I had a very positive review at the time and it was very focused on the action. I complained about the 150ish pages of set up.
I saw that the latest in that series was published a couple of months ago. It’s the seventh! book in the series – he must be doing something right. I thought I’d dive back into the series and see about cruising through a nice space opera with some action and plenty of fun stuff to read. I picked up a new copy (e-reader this time partly for convenience and partly because I coudln’t find the other one) and dove in.
To carry forward the diving analogy… I dove into the shallow part of the pool and it didn’t end the way I thought it would.
The part I didn’t remember was the basis of these stories is that the military uses old people. The ‘magic/science’ allows all the knowledge and experience to be swapped into a new, supercharged body that is built to fight. That also means the characters in the stories have a ton of life they have lived… and lost.

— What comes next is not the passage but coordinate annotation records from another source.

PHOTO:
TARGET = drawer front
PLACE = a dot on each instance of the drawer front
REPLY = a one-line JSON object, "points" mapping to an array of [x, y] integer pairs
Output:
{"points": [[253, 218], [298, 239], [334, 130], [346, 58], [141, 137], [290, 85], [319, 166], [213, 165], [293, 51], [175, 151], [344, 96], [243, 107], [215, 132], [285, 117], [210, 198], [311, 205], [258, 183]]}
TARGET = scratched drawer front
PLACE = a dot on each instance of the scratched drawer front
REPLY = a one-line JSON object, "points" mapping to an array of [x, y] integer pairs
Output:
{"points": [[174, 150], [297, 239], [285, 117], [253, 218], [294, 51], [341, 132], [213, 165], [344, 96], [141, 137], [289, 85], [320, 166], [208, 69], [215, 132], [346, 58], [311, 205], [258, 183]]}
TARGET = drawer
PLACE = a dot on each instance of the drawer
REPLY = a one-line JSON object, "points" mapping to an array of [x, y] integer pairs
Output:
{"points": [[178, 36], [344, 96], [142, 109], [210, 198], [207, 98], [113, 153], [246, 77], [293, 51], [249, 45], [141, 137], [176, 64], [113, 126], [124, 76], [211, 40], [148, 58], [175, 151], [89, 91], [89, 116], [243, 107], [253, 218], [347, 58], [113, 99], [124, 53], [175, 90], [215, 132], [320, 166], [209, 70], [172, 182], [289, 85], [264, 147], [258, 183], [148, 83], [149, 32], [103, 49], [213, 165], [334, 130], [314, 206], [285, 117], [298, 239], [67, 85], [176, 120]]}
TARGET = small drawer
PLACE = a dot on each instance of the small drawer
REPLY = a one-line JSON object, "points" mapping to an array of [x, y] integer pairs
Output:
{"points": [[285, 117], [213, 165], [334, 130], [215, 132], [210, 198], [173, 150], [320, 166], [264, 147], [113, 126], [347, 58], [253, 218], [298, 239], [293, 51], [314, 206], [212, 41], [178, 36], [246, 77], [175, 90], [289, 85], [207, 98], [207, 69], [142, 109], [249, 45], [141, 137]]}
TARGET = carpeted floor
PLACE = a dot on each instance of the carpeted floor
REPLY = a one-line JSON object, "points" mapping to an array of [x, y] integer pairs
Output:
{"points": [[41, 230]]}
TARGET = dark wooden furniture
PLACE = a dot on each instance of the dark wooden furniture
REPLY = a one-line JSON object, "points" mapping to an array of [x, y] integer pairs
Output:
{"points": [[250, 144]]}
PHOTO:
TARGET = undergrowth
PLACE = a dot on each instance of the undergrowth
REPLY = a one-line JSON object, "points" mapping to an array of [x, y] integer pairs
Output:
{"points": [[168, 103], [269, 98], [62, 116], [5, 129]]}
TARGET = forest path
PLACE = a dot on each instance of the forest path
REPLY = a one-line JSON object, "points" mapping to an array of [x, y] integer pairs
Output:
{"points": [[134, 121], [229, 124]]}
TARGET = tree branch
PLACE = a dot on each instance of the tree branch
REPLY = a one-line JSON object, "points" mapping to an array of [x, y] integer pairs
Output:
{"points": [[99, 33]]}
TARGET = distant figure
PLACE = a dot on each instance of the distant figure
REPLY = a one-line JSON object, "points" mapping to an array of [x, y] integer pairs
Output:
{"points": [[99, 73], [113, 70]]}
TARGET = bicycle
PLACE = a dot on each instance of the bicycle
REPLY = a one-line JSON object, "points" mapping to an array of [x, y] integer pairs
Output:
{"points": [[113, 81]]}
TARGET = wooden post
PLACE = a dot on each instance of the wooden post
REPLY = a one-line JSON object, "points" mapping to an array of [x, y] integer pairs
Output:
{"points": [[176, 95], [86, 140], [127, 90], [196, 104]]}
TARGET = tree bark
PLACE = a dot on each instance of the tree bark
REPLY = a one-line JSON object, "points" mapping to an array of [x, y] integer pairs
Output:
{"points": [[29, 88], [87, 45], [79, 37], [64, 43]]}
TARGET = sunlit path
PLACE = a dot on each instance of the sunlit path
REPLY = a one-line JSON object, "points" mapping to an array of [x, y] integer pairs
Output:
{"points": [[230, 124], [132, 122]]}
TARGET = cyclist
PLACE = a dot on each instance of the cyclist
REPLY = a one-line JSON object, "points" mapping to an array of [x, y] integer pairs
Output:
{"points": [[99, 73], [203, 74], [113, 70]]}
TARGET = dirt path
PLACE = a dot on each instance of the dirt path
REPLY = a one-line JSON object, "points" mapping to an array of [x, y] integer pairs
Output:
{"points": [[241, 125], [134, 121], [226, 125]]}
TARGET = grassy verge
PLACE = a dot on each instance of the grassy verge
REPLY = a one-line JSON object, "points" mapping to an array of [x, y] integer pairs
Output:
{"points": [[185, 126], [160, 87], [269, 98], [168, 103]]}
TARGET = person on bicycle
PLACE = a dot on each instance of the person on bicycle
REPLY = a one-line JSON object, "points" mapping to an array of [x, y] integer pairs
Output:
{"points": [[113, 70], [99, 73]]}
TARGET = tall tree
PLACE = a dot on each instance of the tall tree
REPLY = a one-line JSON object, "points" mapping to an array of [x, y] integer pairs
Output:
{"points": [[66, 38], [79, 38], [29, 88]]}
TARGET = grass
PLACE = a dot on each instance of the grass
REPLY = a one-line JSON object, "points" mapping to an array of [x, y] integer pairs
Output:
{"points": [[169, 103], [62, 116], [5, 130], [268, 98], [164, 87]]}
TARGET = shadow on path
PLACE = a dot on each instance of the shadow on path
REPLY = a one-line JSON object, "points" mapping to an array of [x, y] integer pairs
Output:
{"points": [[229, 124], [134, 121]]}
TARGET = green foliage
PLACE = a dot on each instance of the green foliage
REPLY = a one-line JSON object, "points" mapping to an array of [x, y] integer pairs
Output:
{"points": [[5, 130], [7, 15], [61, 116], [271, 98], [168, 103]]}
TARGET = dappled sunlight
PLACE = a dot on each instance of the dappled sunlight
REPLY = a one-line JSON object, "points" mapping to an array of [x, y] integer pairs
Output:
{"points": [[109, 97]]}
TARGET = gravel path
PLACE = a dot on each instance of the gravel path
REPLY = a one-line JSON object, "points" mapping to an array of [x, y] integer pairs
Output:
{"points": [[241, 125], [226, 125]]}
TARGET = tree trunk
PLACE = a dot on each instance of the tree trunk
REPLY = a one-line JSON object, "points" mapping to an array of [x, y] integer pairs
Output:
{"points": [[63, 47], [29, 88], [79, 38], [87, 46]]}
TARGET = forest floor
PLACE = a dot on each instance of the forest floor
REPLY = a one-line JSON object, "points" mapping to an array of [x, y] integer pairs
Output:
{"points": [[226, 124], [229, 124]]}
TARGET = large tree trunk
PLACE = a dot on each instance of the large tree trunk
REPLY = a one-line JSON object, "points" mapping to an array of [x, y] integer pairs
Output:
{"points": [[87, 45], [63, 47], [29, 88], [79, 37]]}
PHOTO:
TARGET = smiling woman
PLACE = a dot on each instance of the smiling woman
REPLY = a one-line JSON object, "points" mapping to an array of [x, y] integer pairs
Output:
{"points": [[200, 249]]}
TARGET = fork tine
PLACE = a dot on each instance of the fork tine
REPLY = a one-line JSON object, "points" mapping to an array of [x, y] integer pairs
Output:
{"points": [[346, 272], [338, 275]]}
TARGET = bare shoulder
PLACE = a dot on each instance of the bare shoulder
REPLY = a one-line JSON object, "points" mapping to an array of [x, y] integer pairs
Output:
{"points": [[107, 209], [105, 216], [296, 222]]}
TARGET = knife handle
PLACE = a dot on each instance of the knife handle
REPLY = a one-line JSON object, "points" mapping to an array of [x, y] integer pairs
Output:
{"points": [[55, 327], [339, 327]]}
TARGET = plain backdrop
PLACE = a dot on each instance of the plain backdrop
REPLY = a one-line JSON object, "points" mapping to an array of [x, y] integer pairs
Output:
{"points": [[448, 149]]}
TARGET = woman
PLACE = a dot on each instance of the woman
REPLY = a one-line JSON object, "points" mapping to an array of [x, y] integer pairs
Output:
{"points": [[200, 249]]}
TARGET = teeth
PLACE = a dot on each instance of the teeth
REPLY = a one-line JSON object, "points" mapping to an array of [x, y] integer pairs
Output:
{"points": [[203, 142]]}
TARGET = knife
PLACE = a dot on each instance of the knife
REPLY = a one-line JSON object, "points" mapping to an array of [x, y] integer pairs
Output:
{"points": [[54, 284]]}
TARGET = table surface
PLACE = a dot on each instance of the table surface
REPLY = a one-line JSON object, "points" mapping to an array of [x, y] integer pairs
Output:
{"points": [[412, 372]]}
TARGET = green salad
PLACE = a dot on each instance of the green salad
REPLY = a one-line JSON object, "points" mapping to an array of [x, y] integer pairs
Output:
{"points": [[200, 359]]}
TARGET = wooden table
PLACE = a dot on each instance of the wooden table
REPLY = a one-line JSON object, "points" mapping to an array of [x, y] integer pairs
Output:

The book opens with the main character visiting the grave of the woman he’d been married to for decades who died after having a massive stroke.
That just crushed me. I had to stop almost as soon as I started.
When you read a book matters so much. All the other parts, the style, the characters, the plot are the core but the timing is everything. Back in ’09 I gave no thought to what that meant. I wanted to push past all that ‘old man’ part and get to the war part. Well, here we are 16 years later and the ‘old man’ part is intensely difficult to read. I did finish the reread of this one. The book is still good, but it’s not the same excitement driving work that I read earlier in my life.
I still like the book. I’m not nearly as enthusiastic as I was. I struggled with the main character seeing his wife so clearly in others in so many places. I see the found spirit part but I don’t think I believe it. Maybe if I read this again in a decade or so it might be different, but I don’t think I’m going any further with the series right now (or maybe ever). We’ll see how the timing works out in the future.